This work addresses the challenge of efficiently computing maximum a posteriori (MAP) estimates in safety-critical probabilistic machine learning systems under non-convex algebraic constraints and non-log-concave posteriors, where existing methods struggle to balance accuracy and scalability. The paper identifies, for the first time, a tractable subclass of MAP inference problems that admit efficient exact solutions under non-convex constraints and introduces a general framework that overcomes the traditional reliance on convexity or log-concavity. By partitioning the non-convex feasible region into convex subregions and alternating between scalable message passing and numerical constrained optimization, the proposed approach achieves both precision and scalability. Experiments demonstrate significant improvements over constraint-ignoring baselines on synthetic and real-world benchmarks, and the method scales to complex density scenarios beyond the reach of current exact solvers.

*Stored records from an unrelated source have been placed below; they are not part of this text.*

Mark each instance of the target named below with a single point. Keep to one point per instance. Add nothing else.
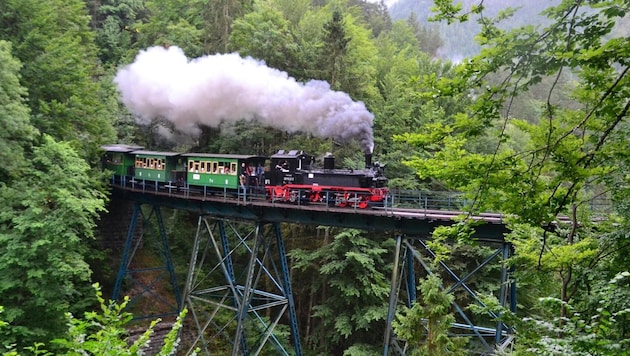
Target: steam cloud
(162, 82)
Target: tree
(55, 45)
(265, 35)
(352, 301)
(425, 326)
(17, 133)
(47, 219)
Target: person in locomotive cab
(284, 167)
(260, 174)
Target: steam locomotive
(292, 176)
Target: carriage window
(193, 166)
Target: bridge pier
(222, 292)
(405, 261)
(140, 281)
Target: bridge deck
(408, 221)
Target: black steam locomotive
(289, 176)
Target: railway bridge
(239, 241)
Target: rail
(396, 199)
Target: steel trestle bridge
(239, 241)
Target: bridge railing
(395, 199)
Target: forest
(531, 122)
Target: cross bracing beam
(238, 288)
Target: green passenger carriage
(157, 166)
(119, 159)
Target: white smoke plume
(163, 82)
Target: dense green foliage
(534, 124)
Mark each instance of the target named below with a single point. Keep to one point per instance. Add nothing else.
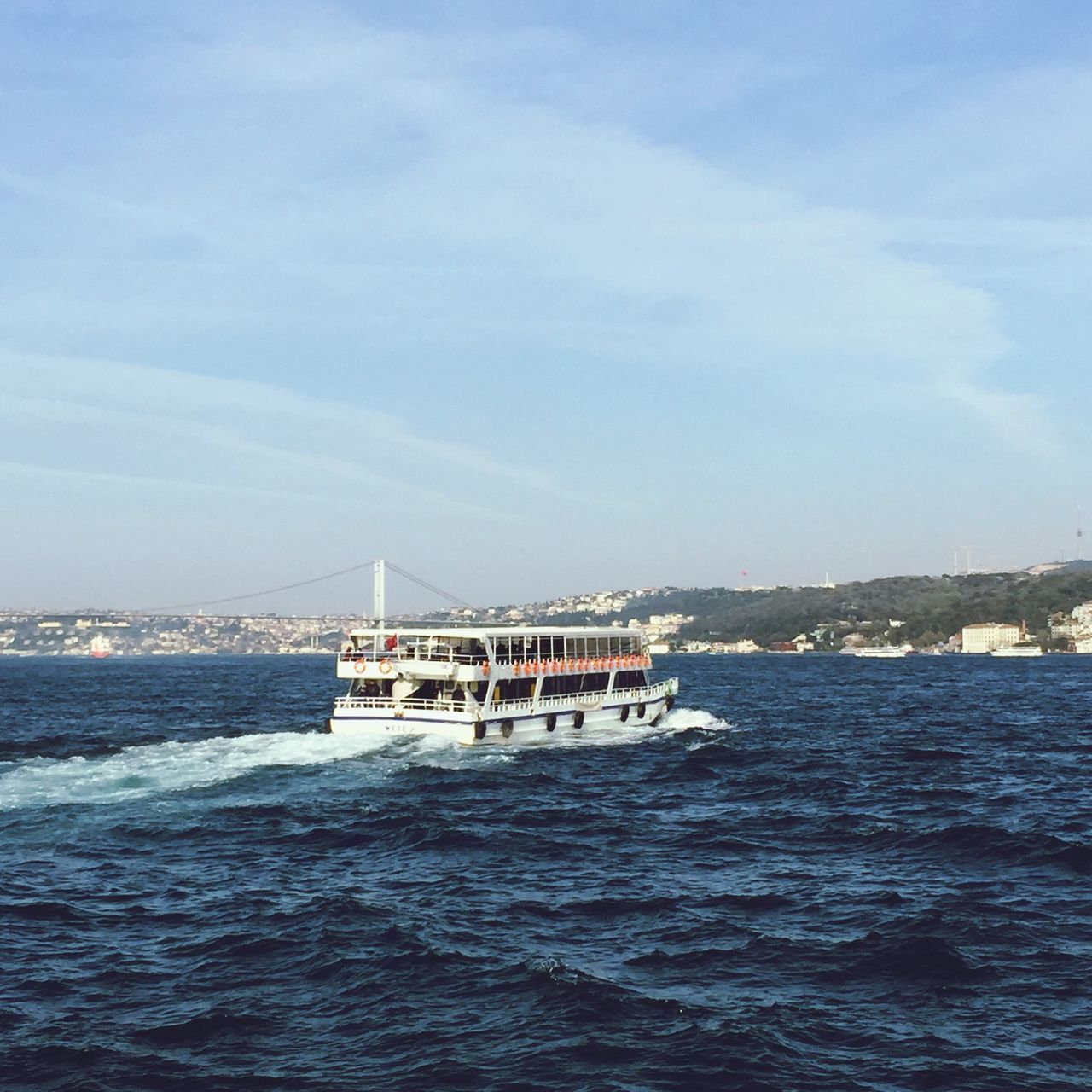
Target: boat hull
(498, 728)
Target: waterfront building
(987, 636)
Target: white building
(987, 636)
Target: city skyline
(537, 299)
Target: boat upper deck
(497, 644)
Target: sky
(537, 299)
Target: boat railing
(588, 699)
(410, 656)
(415, 703)
(584, 699)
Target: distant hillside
(932, 608)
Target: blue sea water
(820, 873)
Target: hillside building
(987, 636)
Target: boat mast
(379, 594)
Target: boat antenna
(379, 593)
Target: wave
(136, 772)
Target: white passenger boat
(1024, 648)
(497, 685)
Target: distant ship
(1024, 648)
(881, 651)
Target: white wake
(153, 769)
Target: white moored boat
(1022, 648)
(881, 651)
(497, 685)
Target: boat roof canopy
(491, 631)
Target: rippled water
(822, 874)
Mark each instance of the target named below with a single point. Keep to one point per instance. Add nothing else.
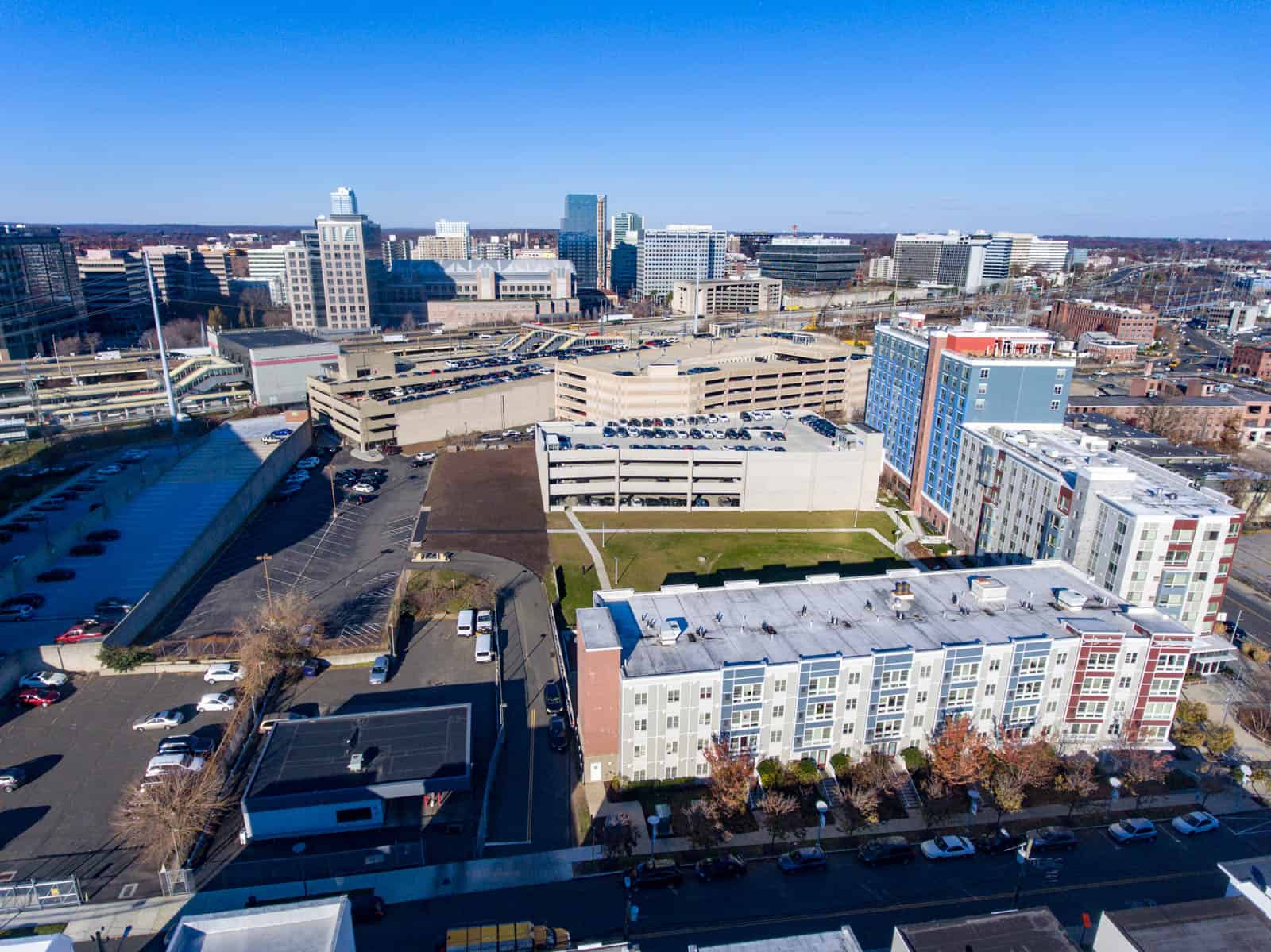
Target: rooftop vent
(1071, 599)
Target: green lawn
(648, 561)
(722, 518)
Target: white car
(44, 679)
(224, 672)
(159, 721)
(1198, 821)
(216, 702)
(163, 764)
(948, 848)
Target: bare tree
(167, 814)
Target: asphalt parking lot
(349, 565)
(435, 666)
(80, 755)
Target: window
(895, 678)
(966, 672)
(748, 693)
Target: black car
(656, 873)
(186, 744)
(29, 599)
(724, 867)
(1052, 838)
(558, 735)
(999, 842)
(887, 850)
(552, 698)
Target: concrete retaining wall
(186, 569)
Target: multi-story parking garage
(758, 464)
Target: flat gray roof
(407, 753)
(1232, 924)
(1027, 929)
(828, 615)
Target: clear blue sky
(1090, 118)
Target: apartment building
(813, 262)
(726, 296)
(1137, 529)
(707, 376)
(807, 669)
(927, 382)
(41, 295)
(614, 468)
(678, 253)
(1080, 315)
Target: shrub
(914, 759)
(118, 657)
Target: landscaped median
(646, 561)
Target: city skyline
(1068, 146)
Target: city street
(766, 904)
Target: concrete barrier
(190, 563)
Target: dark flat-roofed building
(1232, 924)
(1033, 929)
(334, 774)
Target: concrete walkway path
(597, 560)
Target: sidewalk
(145, 916)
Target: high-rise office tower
(679, 253)
(622, 228)
(582, 239)
(343, 201)
(41, 296)
(925, 383)
(459, 238)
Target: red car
(38, 697)
(83, 632)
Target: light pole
(268, 592)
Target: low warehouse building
(764, 467)
(356, 772)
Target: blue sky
(1074, 118)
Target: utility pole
(163, 349)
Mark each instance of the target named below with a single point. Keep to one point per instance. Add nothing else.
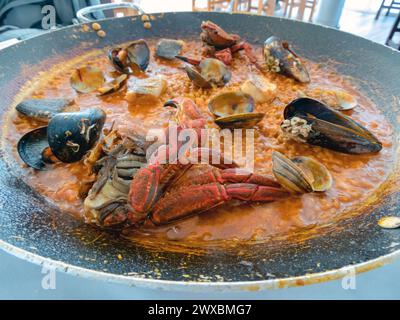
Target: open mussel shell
(31, 146)
(231, 103)
(87, 79)
(208, 73)
(300, 174)
(168, 48)
(113, 85)
(72, 135)
(138, 54)
(311, 121)
(281, 59)
(42, 109)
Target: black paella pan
(34, 230)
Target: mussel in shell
(168, 48)
(281, 59)
(337, 99)
(207, 73)
(136, 56)
(234, 110)
(42, 109)
(67, 138)
(300, 174)
(311, 121)
(87, 79)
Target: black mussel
(234, 110)
(42, 109)
(87, 79)
(300, 174)
(311, 121)
(72, 135)
(31, 146)
(136, 56)
(207, 73)
(67, 138)
(281, 59)
(168, 48)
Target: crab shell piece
(208, 73)
(87, 79)
(311, 121)
(281, 59)
(300, 174)
(136, 56)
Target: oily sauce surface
(356, 177)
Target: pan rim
(196, 286)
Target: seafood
(87, 79)
(300, 174)
(169, 48)
(281, 59)
(67, 138)
(221, 45)
(234, 110)
(133, 58)
(42, 109)
(311, 121)
(207, 73)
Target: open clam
(337, 99)
(311, 121)
(234, 110)
(87, 79)
(207, 73)
(67, 138)
(168, 48)
(300, 174)
(136, 56)
(42, 109)
(280, 58)
(113, 85)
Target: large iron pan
(34, 230)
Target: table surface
(22, 280)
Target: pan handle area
(106, 6)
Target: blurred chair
(302, 5)
(395, 29)
(393, 5)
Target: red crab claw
(191, 61)
(210, 191)
(150, 183)
(214, 35)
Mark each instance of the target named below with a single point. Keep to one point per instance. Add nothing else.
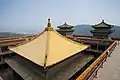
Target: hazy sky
(31, 15)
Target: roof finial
(49, 24)
(49, 27)
(103, 20)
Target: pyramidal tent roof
(48, 48)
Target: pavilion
(102, 30)
(50, 56)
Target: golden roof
(49, 48)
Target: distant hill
(85, 30)
(10, 34)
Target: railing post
(95, 74)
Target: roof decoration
(65, 25)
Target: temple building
(102, 30)
(65, 29)
(50, 56)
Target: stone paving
(111, 68)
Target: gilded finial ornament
(49, 27)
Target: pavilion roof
(49, 48)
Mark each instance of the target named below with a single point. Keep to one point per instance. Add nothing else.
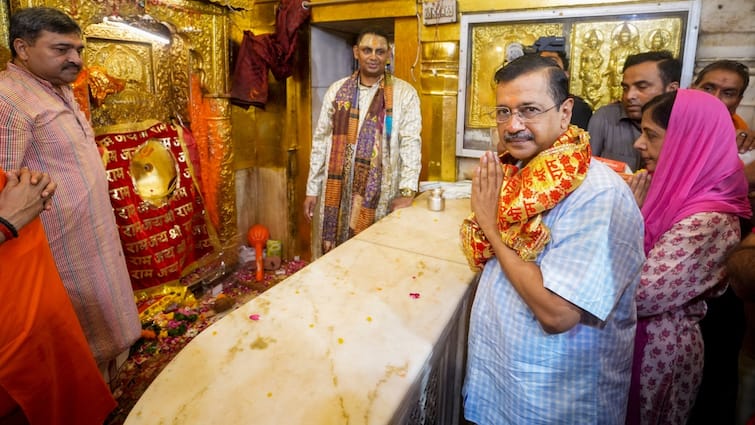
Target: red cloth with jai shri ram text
(46, 365)
(162, 241)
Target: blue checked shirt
(519, 374)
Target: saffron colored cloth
(739, 122)
(684, 268)
(401, 155)
(519, 374)
(259, 54)
(45, 362)
(527, 193)
(46, 131)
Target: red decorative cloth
(162, 221)
(259, 54)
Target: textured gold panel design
(440, 68)
(143, 64)
(598, 51)
(204, 27)
(489, 46)
(87, 12)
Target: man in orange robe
(47, 372)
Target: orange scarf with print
(527, 193)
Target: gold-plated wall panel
(440, 68)
(205, 27)
(357, 9)
(470, 6)
(160, 76)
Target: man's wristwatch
(407, 193)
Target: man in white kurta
(399, 144)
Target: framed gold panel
(598, 40)
(142, 63)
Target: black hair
(558, 84)
(726, 65)
(670, 68)
(661, 106)
(29, 22)
(372, 30)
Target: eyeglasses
(502, 114)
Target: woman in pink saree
(691, 197)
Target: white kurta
(401, 155)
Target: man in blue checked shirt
(559, 238)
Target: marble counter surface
(340, 342)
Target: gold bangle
(407, 193)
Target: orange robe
(46, 365)
(739, 123)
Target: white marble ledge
(417, 229)
(339, 342)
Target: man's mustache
(72, 65)
(519, 135)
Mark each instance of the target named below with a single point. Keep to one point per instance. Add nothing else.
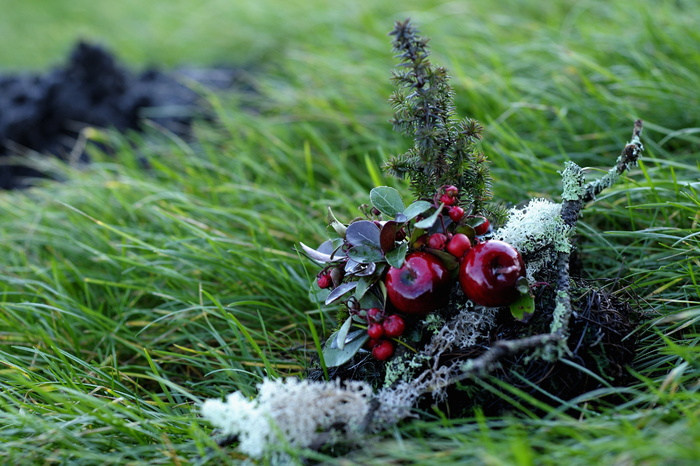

In many safety-critical settings, probabilistic ML systems have to make predictions subject to algebraic constraints, e.g., predicting the most likely trajectory that does not cross obstacles. These real-world constraints are rarely convex, nor the densities considered are (log-)concave. This makes computing this constrained maximum a posteriori (MAP) prediction efficiently and reliably extremely challenging. In this paper, we first investigate under which conditions we can perform constrained MAP inference over continuous variables exactly and efficiently and devise a scalable message-passing algorithm for this tractable fragment. Then, we devise a general constrained MAP strategy that interleaves partitioning the domain into convex feasible regions with numerical constrained optimization. We evaluate both methods on synthetic and real-world benchmarks, showing our approaches outperform constraint-agnostic baselines, and scale to complex densities intractable for SoTA exact solvers.